テレーゼ皇女のローエングラム大公爵位叙爵内定記念に建設されたローエングラム大公記念劇場のこけら落としの余韻が覚めないこの日、記念式典に参加した貴族達の中でイゼルローン回廊に近い位置に所領を持つ所謂辺境貴族と言われる者達40名が揃って皇帝陛下への謁見を命じられた。

具体的な位置で言えば、ヴィレンシュタイン星系よりイゼルローン回廊寄りの星系に所領を持つ貴族達であった。これらの星系は旧ヴィレンシュタイン公爵領であるヴィレンシュタイン星系を除けば辺境地域と言えた。

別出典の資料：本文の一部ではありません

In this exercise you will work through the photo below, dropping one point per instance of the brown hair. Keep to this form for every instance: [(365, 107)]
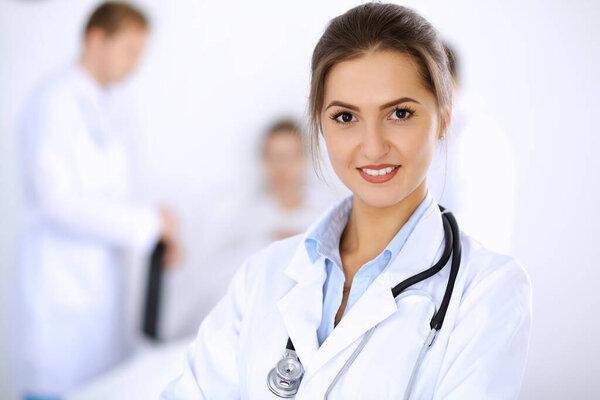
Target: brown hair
[(286, 126), (377, 26), (112, 16)]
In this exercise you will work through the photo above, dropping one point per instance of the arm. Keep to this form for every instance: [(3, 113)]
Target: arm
[(211, 366), (56, 196), (487, 348)]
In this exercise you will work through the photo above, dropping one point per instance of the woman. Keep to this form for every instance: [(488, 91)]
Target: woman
[(380, 94), (285, 206)]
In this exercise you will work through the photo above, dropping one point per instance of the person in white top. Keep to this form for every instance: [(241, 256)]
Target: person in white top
[(382, 297), (79, 214), (286, 206)]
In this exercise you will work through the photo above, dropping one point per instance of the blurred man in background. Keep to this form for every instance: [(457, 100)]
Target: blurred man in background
[(79, 215)]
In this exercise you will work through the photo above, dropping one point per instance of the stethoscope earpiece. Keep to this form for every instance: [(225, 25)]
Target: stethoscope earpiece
[(284, 380)]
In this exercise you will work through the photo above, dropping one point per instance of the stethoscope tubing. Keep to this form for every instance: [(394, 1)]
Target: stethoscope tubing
[(452, 248)]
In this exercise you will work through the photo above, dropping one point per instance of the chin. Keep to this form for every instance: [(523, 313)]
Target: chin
[(380, 197)]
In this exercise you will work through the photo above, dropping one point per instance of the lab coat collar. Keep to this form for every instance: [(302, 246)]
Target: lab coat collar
[(419, 253), (301, 308)]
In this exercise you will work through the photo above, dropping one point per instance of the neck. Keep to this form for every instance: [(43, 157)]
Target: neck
[(288, 197), (370, 229), (88, 63)]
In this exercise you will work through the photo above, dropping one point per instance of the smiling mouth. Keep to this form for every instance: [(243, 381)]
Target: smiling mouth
[(378, 173)]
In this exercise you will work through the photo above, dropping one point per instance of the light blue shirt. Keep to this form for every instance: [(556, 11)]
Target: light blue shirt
[(324, 241)]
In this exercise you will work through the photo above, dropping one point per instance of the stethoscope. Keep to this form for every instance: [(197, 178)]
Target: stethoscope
[(285, 378)]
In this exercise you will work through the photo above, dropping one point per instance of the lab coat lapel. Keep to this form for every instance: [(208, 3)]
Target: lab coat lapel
[(377, 303), (302, 306)]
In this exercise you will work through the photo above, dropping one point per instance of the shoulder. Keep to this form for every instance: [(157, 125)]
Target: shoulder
[(273, 259), (493, 274)]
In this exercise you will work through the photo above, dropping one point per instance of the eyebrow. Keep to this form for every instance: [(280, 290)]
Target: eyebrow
[(382, 107)]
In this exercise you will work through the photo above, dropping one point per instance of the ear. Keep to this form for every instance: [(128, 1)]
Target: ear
[(94, 37), (445, 122)]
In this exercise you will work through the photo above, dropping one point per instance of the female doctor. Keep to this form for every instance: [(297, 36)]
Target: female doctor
[(380, 95)]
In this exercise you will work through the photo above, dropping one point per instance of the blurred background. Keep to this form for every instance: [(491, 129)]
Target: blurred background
[(217, 75)]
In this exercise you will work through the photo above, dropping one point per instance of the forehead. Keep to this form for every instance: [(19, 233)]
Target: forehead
[(128, 32), (374, 79)]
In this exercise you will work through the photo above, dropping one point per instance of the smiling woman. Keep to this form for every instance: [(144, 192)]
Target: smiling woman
[(351, 298)]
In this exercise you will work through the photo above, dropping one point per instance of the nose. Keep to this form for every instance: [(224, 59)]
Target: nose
[(374, 143)]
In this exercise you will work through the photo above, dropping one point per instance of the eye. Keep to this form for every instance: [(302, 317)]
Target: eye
[(401, 114), (343, 117)]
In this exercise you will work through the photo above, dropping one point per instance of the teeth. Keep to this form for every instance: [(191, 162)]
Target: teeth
[(377, 172)]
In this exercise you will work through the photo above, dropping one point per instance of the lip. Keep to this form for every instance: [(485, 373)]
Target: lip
[(379, 178)]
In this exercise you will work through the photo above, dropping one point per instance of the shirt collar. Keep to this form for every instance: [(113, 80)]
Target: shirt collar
[(324, 238)]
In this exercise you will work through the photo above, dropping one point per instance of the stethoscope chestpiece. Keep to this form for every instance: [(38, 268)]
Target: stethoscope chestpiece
[(284, 380)]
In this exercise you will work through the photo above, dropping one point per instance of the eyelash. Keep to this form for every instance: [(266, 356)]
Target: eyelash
[(338, 114)]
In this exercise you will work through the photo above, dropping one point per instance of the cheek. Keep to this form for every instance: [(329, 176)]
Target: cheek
[(339, 151)]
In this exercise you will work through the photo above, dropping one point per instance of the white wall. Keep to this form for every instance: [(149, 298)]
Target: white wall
[(217, 72)]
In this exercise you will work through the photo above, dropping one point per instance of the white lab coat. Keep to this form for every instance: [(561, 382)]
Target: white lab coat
[(479, 353), (78, 215)]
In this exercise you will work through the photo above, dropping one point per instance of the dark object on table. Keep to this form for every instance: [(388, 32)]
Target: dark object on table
[(152, 303)]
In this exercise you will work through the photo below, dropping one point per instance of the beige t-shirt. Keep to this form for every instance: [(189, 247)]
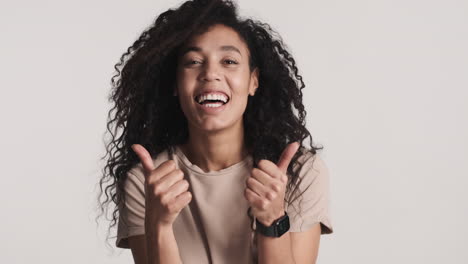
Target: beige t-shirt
[(214, 227)]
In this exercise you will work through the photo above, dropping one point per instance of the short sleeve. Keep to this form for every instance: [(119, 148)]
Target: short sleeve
[(313, 206), (132, 213)]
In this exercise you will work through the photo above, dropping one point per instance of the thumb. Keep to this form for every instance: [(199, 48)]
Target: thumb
[(287, 155), (145, 158)]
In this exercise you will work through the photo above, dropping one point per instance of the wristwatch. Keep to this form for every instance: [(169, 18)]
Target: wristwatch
[(277, 228)]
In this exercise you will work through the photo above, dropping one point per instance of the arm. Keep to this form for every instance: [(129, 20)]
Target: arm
[(157, 246), (291, 247), (161, 245)]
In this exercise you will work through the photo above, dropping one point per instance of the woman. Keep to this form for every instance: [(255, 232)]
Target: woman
[(210, 166)]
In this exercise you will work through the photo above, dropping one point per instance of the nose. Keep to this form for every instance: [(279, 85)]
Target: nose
[(210, 72)]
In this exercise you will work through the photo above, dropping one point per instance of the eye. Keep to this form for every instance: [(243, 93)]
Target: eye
[(231, 61)]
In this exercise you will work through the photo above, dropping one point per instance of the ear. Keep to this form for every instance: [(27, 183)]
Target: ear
[(253, 86)]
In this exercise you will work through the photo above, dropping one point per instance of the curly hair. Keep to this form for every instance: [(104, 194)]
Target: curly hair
[(143, 85)]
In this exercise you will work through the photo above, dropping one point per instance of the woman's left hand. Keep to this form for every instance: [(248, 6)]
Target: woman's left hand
[(266, 186)]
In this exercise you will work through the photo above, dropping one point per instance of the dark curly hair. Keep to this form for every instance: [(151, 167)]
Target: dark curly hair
[(142, 92)]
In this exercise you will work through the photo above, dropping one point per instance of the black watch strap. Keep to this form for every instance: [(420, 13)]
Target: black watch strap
[(277, 228)]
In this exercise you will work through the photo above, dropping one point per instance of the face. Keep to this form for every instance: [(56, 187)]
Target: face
[(211, 67)]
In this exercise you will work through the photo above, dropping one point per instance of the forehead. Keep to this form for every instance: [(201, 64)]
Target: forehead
[(217, 38)]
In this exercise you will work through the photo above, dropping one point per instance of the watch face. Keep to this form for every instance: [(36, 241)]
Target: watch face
[(283, 225)]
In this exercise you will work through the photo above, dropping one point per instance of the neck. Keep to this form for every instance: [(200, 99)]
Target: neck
[(215, 151)]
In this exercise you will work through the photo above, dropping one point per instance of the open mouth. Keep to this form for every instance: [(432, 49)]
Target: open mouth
[(212, 101)]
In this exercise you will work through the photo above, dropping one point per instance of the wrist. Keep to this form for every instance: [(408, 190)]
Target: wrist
[(269, 221)]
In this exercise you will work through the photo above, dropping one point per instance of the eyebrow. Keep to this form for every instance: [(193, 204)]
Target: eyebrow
[(198, 49)]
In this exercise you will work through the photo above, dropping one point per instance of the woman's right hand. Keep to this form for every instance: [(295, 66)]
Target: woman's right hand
[(165, 187)]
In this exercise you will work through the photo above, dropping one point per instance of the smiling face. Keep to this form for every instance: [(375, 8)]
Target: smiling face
[(215, 62)]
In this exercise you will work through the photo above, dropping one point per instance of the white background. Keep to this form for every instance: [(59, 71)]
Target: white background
[(386, 95)]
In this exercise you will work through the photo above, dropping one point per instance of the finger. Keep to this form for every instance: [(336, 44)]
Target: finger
[(144, 157), (261, 190), (176, 190), (270, 169), (266, 180), (166, 181), (254, 199), (182, 200), (287, 155)]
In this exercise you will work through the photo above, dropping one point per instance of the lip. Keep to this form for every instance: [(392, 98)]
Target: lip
[(212, 110), (212, 91)]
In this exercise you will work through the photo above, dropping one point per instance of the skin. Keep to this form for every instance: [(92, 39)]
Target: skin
[(216, 141)]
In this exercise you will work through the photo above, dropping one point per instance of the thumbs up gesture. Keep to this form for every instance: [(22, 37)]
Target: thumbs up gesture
[(266, 186), (165, 189)]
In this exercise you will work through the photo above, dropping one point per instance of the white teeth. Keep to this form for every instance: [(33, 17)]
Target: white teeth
[(213, 105), (202, 98)]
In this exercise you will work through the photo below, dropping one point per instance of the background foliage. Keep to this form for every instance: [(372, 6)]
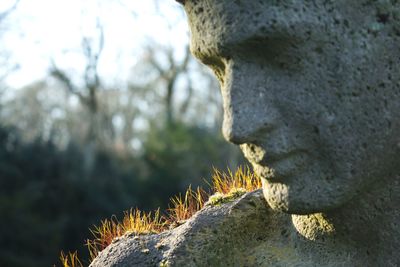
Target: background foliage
[(76, 148)]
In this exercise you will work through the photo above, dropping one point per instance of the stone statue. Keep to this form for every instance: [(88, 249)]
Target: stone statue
[(311, 93)]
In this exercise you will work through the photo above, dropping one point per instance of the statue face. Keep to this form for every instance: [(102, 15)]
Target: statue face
[(311, 92)]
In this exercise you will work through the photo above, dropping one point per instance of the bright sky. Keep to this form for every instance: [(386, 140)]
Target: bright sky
[(41, 30)]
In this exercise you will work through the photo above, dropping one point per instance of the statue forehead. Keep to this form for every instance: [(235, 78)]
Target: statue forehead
[(217, 24)]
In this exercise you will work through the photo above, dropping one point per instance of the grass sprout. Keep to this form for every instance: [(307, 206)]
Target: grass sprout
[(224, 187), (70, 259)]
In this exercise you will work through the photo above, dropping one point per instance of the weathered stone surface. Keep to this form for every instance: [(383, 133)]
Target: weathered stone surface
[(311, 93), (231, 234)]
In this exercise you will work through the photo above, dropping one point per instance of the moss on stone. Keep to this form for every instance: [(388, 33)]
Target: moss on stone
[(219, 198)]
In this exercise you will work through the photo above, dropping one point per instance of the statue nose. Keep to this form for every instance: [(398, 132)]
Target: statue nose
[(249, 112)]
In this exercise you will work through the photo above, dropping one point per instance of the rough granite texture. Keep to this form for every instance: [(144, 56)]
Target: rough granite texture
[(311, 93)]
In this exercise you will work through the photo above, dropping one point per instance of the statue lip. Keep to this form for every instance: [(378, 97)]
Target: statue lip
[(278, 166)]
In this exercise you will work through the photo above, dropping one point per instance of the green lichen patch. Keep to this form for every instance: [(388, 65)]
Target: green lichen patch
[(219, 198)]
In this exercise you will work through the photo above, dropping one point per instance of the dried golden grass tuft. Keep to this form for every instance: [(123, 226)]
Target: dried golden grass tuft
[(243, 178), (134, 221), (228, 184), (70, 259), (183, 208)]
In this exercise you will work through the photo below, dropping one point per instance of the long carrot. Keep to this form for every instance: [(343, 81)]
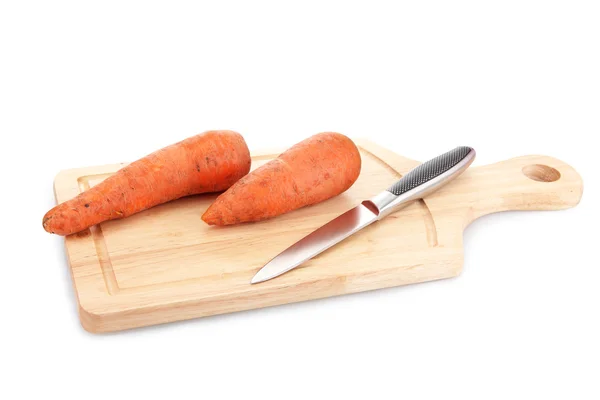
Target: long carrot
[(316, 169), (208, 162)]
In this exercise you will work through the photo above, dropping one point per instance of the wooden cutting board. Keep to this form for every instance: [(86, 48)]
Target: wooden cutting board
[(165, 264)]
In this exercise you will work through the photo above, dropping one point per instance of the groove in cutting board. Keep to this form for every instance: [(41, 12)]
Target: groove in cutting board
[(110, 280)]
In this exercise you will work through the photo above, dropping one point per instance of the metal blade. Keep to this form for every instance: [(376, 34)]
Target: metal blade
[(316, 242)]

この地域の星系は30年前のイゼルローン要塞建築前にはイゼルローン回廊付近で多発していた自由惑星同盟を僭称する叛乱軍総司令官ブルース・アッシュビー率いる宇宙艦隊の攻勢によりイゼルローン回廊付近に設置されていた拠点地域の後背にあたるが故に損害が出る度、人的物的にも過剰に徴集された結果、禄に開発が進まず、更にイゼルローン要塞建設に際しても資材、作業員等の強制徴集により、著しく発展途上の地域になっていた。

その様な逆境にも係わらず辺境の領主達はオーディンの中央政治などに野心や関心を持たずに自領の発展に努力してきたが、如何せん先立つ物がないために手詰まりとなっていた。中央の大貴族は貴族専用金融機関からの無期限無催促無担保の低利資金融資を受けられるのであるが、辺境の貴族にはその恩恵もなく貴族と言うより土豪と言った方が良い者までいる始末。しかし彼等には臣民と共にあるという自覚が有るために大貴族と違い臣民を慈しんでいた。

その上、大貴族が徴集等を逃れるために政治的圧力を加え徴集逃れをして肥え太る中、建前上は徴集、徴兵等は帝国全土須く平等であるが故に、ただでさえ少ない労働人口を失い生産力が落ち、其処から更に徴集され末に飢饉が多発するという負のスパイラルに陥る星系も多々見られた。

その為に、最近の皇帝陛下のお変わり様に期待し、態々オーディンまで来たからこそ、辺境に何か画期的な政策をして貰えるのではと期待していた。

貴族達が謁見の間に集まり皇帝の登場を待つ。

何時ものように古式豊かなラッパのファンファーレも式部官の声もなく、静かにリヒテンラーデ侯が先導した形でのフリードリヒ四世の登場に謁見に来た貴族達が驚く。

皆の驚きの顔を見ながら、フリードリヒ四世が話し始める。

「この度はテレーゼの為に集って貰いテレーゼも喜んでおる」
フリードリヒ四世の言葉に参加している40人の貴族が頭を下げる。
「臣として恐悦至極に存じます」

代表して一応は皇族の連枝であるバルトバッフェル男爵が返礼するが、その目は決して笑っていないことから判るように、普段であれば殆どオーディンに上洛してこないにもかかわらず、集まってきている理由である辺境の開発うんうぬんを教えて貰わなければ、来た甲斐がないと訴えている様であった。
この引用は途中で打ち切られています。